Feeling uncertainty regarding your financial future is perfectly normal even if you have a thoughtful plan to account for multiple contingencies. You can never plan for absolutely everything. No matter what considerations you make while financial planning, you will encounter something that your 20-years-ago self could not predict. Your financial plan will go off course at some point.
But that does not mean you should not plan. The opposite is true. The more you plan, the fewer unpredictable events you encounter.
Some individuals use life’s unpredictability as an excuse not to make a financial plan. Those same individuals experience more tumultuous life events in a week than I have experienced in my entire life because every moment-gone-wrong is a crisis. Consider this situation: A person is paycheck-to-paycheck without an emergency fund and gets a speeding ticket they cannot pay. They do not pay the ticket because they cannot afford it. They get pulled over again and are arrested because of the outstanding payment. The arrest means missing their shift without notice and losing their job. Now they have no job, a suspended license, no way to pay the rent, and no transportation to get to a job interview beyond walking distance.
All of this happened because this hypothetical person did not have an emergency fund to cover a $150 speeding ticket. If this sounds like an extraordinary situation, I know someone who lived it. I do not recommend going down that path.
Instead, plan. Planning starts small and grows over time. Financial planning is no different.
Life is Unpredictable
Financial planning starts with an emergency fund because life is unpredictable. The emergency fund covers the speeding ticket, pipe burst, sudden job loss, or minor emergency medical bill. Small unpredictable expenses happen all the time, and being thrown for a loop by a small financial hardship is no way to live a happy life.

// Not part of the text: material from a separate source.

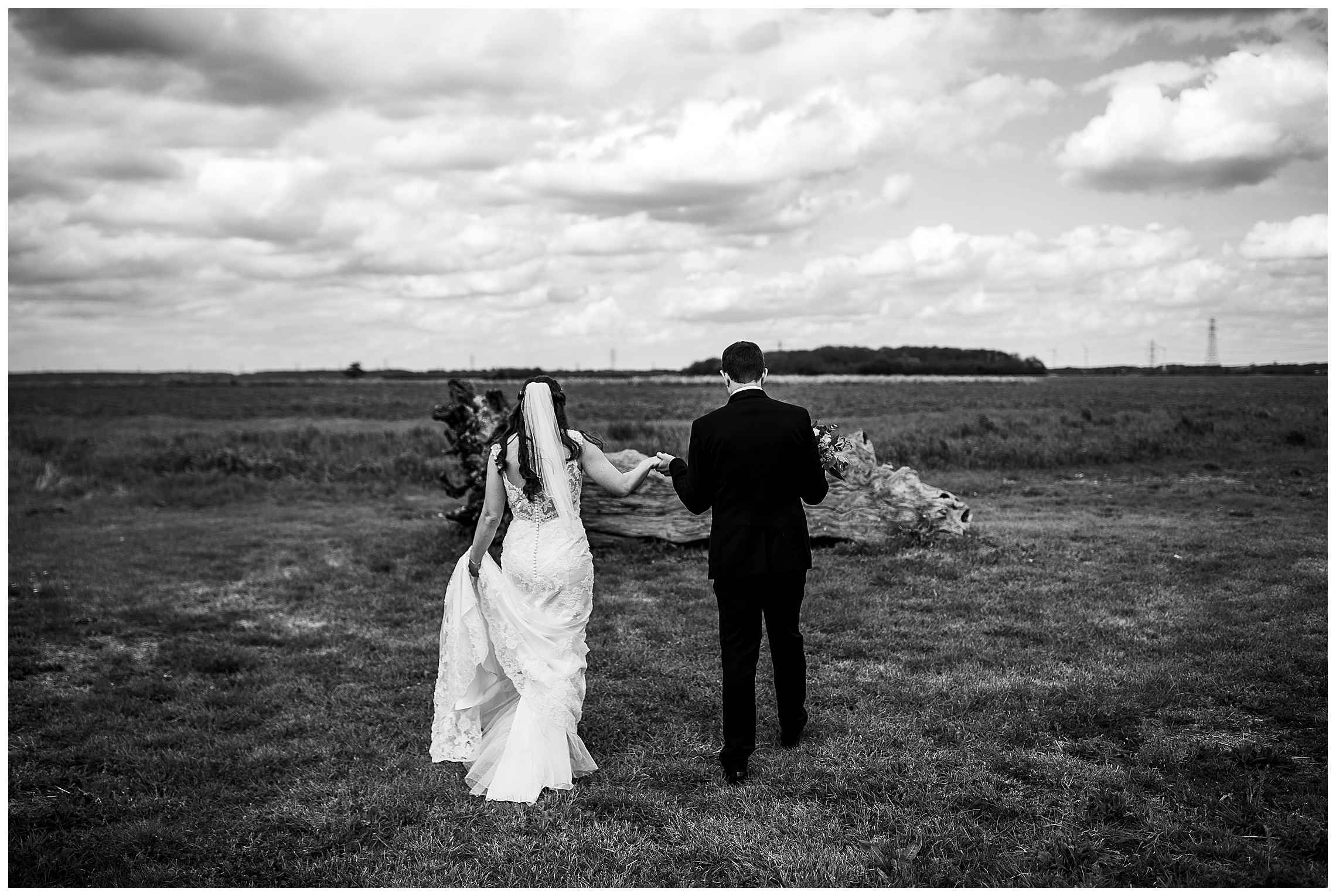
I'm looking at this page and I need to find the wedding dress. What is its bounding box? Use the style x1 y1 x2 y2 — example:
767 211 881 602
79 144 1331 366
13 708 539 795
431 430 598 802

At some point, something may happen that will stretch you past the amount of your emergency fund. For many folks in certain industries, the hard closures in 2020 due to the COVID-19 pandemic lasted beyond their six-month emergency funds. This prompted a number of financial gurus to start recommending 12-month emergency funds instead of six months. But a larger emergency fund misses the point of unpredictability.
No matter how much money you save and how much you analyze where to invest your money, you cannot guarantee beyond a doubt that your financial future is perfectly secure. However, you can decrease the probability that you will experience financial hardship until it is a minute fraction of a percentage point. This happens by slowly but consistently improving your financial position over time.
The farther you progress along the path of increasing your investments, the more safety nets you have for the big unpredictable emergencies that can happen. When you get to the point of opening a brokerage account because you have an emergency fund and already maximize contributions to an IRA, HSA, and 401(k), you are much more prepared to cover an emergency than someone contributing only 5% of their income to an IRA or 401(k)—in most cases, even if that individual has been contributing longer than you. As your net worth and credit score increase, you also increase your opportunity to receive loans in a serious pinch where you could not possibly find the funds to cover a crisis. Wealth creates more opportunities to survive unpredictable hardship.
Surviving the Worst Case Scenario
Again drawing on the COVID-19 pandemic, many feared the lengthy hospital stays that came with catching COVID-19 before vaccines became widely available in the first half of 2021. As someone with healthy investments and health insurance, I gamed out the worst-case scenario thanks to articles that discussed treatment costs for different age groups, lengths of stays, and insurance coverage. Figuring that the worst-case hospital stay for Patrick or me would likely come out to $150k was comforting. This number meant drawing from funds that would normally not go towards healthcare, but it was an amount that was possible to pay.
Wealth accumulation gradually puts you in the privileged position of being able to quell the financial fears plaguing individuals around you—often including folks that live in your same neighborhood or work a similar job. If your savings rate is higher than folks with similar incomes, you will have more peace of mind and fewer worries than those with lower savings rates.
If your financial fears still keep you up at night despite accumulating the kind of wealth that would cover many emergencies, game out absolute worst-case scenarios. For some, this means determining how they would live if they were unable to afford a home. One FI couple figured out that living in Los Angeles made the most sense in the worst-case scenario because they could camp without enduring too much terrible weather, access computers at the local library, and buy a gym membership to access showers. Having free Internet and affordable shower access was bound to facilitate finding a source of income relatively quickly.
Particularly if you suffer from a scarcity mindset, it can help to think about worst-case scenarios because they often show you that even the worst-case scenario is not that bad. Especially if you plan for it.
Unpredictability is Predictable
As the original speeding ticket example showed, unpredictable crises happen to folks who do not prepare. These crises stop mid-course for those who prepare because they are prepared. While you may be just starting out your financial journey and fear unpredictability in your early years, just taking the first step to building a more robust financial future will prepare you for most small inconveniences. The fact that you have considered contingencies and the unpredictable events that could impact your life prepares you more than you can imagine.
The only predictable aspect of life is that something unpredictable will happen. The better your financial position is when the unpredictable happens, the easier you will weather the situation. Start planning for those things you cannot predict. Embrace unpredictability by planning rather than fearing your unpredictable financial future.